When a British 17-year-old, Nick D’Aloisio, sold an app to Yahoo for $30 million this March, Staples students and teachers questioned the potential that their future may or may not hold.
“I honestly want to start learning how to program now,” said Taylor Jacobs ’14 after hearing about the lucrative sale of D’Aloisio’s Summly news app. “If someone asked me the first step I would have to take to create an app, I would have no idea. Maybe I should.”
In the past, many students have made programs in the class Computer Programming or during their free time. However, the only app to be used by a majority of Staples students is Eric Lubin’s ’12: myStaples. This app gives students the ability to view the schedule for the day, get on Blackboard, see the lunch rotation, and write down homework.
Lubin is motivated by the 17-year-old’s success. “The smartphone market is really becoming a place where anyone, with the right ideas, can innovate and make a huge difference and capture a huge audience, as everyone is constantly on their mobile devices throughout the day,” he said.
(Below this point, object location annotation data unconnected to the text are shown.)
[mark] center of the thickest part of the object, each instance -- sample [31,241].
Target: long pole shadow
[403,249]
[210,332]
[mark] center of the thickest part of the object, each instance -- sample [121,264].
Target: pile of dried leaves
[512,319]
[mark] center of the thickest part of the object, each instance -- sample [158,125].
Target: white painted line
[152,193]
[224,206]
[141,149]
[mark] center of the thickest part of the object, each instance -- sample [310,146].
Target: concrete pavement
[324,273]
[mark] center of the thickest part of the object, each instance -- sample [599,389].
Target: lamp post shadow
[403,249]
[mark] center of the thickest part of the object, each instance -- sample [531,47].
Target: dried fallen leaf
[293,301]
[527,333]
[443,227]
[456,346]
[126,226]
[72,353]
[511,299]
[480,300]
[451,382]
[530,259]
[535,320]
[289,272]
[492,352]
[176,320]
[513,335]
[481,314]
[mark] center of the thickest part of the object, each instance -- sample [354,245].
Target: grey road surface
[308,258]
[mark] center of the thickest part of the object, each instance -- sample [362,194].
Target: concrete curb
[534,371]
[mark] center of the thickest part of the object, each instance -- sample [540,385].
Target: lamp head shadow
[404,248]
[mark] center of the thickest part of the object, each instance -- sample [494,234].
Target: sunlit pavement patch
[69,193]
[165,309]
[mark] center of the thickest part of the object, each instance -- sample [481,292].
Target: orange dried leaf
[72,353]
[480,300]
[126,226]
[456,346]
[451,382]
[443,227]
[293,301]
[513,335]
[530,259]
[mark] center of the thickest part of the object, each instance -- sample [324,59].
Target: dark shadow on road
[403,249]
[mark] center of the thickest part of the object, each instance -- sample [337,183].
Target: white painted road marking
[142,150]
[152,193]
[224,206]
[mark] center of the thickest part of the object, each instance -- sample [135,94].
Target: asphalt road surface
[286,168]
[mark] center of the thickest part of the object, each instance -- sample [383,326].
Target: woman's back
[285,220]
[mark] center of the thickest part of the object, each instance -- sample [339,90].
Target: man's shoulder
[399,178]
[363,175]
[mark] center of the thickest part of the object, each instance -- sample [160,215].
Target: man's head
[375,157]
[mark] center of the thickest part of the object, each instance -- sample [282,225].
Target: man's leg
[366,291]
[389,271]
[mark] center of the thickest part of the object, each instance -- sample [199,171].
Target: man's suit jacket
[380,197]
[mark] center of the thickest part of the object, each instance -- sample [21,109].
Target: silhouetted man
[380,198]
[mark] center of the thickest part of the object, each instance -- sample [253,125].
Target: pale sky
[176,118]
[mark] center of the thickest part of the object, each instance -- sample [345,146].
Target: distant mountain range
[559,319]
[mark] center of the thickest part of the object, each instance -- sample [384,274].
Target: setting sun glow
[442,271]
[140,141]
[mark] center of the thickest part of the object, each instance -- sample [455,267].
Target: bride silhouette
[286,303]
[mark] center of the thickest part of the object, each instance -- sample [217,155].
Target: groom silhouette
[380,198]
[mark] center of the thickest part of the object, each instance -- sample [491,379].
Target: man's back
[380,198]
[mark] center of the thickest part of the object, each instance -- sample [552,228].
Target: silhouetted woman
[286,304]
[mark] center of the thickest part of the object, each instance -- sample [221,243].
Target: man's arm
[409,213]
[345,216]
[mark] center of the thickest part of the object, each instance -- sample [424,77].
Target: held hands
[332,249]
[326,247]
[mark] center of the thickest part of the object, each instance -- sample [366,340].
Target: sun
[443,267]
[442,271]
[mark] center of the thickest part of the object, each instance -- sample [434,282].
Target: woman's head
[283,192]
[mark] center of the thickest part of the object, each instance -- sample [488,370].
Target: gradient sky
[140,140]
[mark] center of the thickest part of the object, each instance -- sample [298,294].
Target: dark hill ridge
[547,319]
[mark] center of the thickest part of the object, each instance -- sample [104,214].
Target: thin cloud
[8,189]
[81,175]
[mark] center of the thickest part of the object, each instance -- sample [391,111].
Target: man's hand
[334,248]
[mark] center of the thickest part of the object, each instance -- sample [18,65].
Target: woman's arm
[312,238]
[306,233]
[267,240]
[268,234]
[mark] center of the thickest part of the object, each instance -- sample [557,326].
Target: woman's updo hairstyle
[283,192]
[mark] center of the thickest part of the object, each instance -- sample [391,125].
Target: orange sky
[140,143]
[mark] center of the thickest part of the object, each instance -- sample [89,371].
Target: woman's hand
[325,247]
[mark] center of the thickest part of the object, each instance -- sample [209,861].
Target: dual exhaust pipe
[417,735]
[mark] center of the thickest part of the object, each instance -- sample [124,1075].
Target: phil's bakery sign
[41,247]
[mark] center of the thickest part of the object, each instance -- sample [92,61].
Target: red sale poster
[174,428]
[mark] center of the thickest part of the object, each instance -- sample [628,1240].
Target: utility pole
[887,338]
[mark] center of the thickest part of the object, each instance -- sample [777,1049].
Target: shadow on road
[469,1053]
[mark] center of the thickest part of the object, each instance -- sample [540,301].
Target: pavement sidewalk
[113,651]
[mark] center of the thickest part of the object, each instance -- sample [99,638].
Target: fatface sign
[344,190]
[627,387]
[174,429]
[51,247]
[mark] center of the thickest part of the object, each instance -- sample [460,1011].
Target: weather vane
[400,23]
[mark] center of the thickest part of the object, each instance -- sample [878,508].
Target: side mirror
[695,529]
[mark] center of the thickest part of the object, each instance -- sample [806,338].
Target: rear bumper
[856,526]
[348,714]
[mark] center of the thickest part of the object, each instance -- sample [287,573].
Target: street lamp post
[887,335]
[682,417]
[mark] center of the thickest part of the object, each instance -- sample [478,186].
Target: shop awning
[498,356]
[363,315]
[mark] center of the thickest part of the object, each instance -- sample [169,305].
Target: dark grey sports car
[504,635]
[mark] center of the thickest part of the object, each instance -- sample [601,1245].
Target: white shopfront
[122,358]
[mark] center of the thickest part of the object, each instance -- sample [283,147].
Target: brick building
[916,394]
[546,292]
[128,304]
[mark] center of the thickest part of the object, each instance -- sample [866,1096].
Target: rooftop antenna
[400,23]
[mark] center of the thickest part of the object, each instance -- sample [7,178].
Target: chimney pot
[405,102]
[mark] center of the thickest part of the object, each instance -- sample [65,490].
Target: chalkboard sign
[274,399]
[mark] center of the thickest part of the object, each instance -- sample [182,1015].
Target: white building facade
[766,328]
David Scrofani, a teacher of Computer Science at Staples, says that although it is unlikely that many students will find as much accomplishment as D’Aloisio, every student should learn how to program.
“This is not because it will provide them with the opportunity to write million dollar apps to sell to Facebook, but because they won’t be literate in this century if they can’t program,” said Scrofani. “In some countries students learn a computer programming curriculum starting in third grade! How can we compete with that if we barely have a few offerings in high school?”
With the 2025 initiative beginning to take action, Scrofani urges students and administration to include programming in the curriculum. What better critical thinking is there than creating an app from scratch and making it applicable to the world?